I thought that the Valar and Maiar are immortal. But there are some passages when an Ainu is threatened to be killed. (e.g Melkor by Ungoliant). Can it be that by being confined into Ea, they lose also their immortality?


----------



## Lantarion (Sep 20, 2002)

I think an Ainu can be killed by another Ainu, but not by any of the Children of Ilúvatar, in my understanding. An Ainu's physical form can be destroyed, and therefore it must either take a new shape in Arda or stay outside, by a Kid of Illy.


----------



## Grond (Sep 20, 2002)

I'll have to find where I saw the answer to this. Somewhere in the HoMe, I'm sure. It speaks of Manwe's wish to destroy/kill Melkor after the Battle of the Valar where Earendil casts Ancalagon from the heavens.

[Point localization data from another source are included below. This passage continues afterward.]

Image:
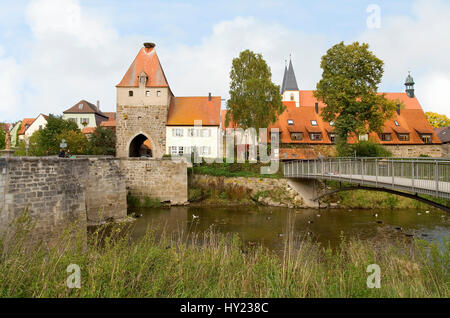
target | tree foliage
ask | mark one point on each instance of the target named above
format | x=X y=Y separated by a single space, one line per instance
x=2 y=137
x=437 y=120
x=255 y=101
x=102 y=142
x=349 y=84
x=364 y=149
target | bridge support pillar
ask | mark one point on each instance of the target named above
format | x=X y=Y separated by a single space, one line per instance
x=307 y=189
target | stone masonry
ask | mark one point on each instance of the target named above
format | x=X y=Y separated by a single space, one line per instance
x=147 y=120
x=58 y=193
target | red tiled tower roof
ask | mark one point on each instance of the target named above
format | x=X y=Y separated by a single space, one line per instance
x=146 y=61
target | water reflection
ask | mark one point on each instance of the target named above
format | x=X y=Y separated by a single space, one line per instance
x=270 y=226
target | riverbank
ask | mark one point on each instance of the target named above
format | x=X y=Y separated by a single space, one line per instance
x=214 y=265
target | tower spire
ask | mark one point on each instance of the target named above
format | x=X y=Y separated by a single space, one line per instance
x=289 y=80
x=409 y=84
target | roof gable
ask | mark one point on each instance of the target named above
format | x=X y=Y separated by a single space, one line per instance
x=146 y=61
x=183 y=111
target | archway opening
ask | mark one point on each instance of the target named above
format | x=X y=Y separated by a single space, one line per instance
x=140 y=146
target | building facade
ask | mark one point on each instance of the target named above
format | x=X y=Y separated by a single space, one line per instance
x=305 y=135
x=151 y=121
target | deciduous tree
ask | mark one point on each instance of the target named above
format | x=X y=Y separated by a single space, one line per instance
x=437 y=120
x=349 y=85
x=255 y=101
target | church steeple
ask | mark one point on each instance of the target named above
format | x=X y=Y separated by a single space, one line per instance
x=409 y=84
x=289 y=81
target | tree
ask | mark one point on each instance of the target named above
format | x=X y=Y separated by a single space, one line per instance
x=349 y=84
x=437 y=120
x=102 y=142
x=2 y=137
x=76 y=141
x=51 y=135
x=254 y=100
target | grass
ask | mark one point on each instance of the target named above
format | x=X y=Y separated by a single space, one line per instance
x=146 y=202
x=215 y=265
x=246 y=169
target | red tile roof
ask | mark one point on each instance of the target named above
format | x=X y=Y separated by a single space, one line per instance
x=25 y=122
x=411 y=120
x=146 y=61
x=183 y=111
x=108 y=123
x=88 y=130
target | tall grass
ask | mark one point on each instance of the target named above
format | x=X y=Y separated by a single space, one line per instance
x=212 y=265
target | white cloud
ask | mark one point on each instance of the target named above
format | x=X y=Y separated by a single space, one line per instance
x=10 y=86
x=418 y=44
x=197 y=70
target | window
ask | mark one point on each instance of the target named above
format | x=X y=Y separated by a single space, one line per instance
x=296 y=136
x=177 y=132
x=205 y=150
x=192 y=132
x=364 y=137
x=332 y=137
x=386 y=137
x=206 y=133
x=426 y=138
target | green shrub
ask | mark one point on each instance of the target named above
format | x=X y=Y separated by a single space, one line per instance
x=363 y=149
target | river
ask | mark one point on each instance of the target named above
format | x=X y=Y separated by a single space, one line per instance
x=269 y=225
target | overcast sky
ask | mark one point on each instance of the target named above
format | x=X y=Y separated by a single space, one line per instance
x=54 y=53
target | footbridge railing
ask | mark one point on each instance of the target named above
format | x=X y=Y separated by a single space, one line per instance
x=417 y=175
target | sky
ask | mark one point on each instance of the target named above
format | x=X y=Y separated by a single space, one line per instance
x=54 y=53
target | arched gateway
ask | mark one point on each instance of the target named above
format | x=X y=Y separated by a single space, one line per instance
x=140 y=146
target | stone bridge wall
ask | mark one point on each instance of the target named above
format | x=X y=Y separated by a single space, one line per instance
x=61 y=192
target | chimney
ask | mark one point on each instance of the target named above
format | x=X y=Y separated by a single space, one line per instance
x=149 y=45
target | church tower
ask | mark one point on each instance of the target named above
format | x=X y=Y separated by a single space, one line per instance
x=143 y=100
x=409 y=84
x=289 y=88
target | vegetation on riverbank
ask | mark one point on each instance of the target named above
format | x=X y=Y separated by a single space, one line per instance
x=221 y=266
x=147 y=202
x=364 y=199
x=246 y=169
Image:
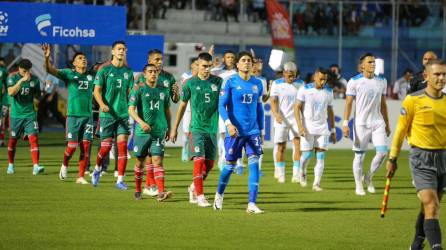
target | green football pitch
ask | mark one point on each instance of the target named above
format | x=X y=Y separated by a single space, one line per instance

It states in there that the Valar had not the ability to do such a thing. They can vanquish and capture but not destroy. It is clear in the passage I read that only Eru can destroy a Valar.


----------



## Chymaera (Sep 21, 2002)

Is not Túrin supposed to slay Melkor at the Last Battle?


----------



## Grond (Sep 21, 2002)

As decreed by Eru, The Final Battle is where Melkor is slain. That is the only place where such a thing can happen.


----------



## gate7ole (Sep 21, 2002)

I thought so too, that the Valar can't be slain.
So all those "killing" of Maiar or Valar must not be taken literally, and they mean that their spirit is diminished and they lose much of their strength


----------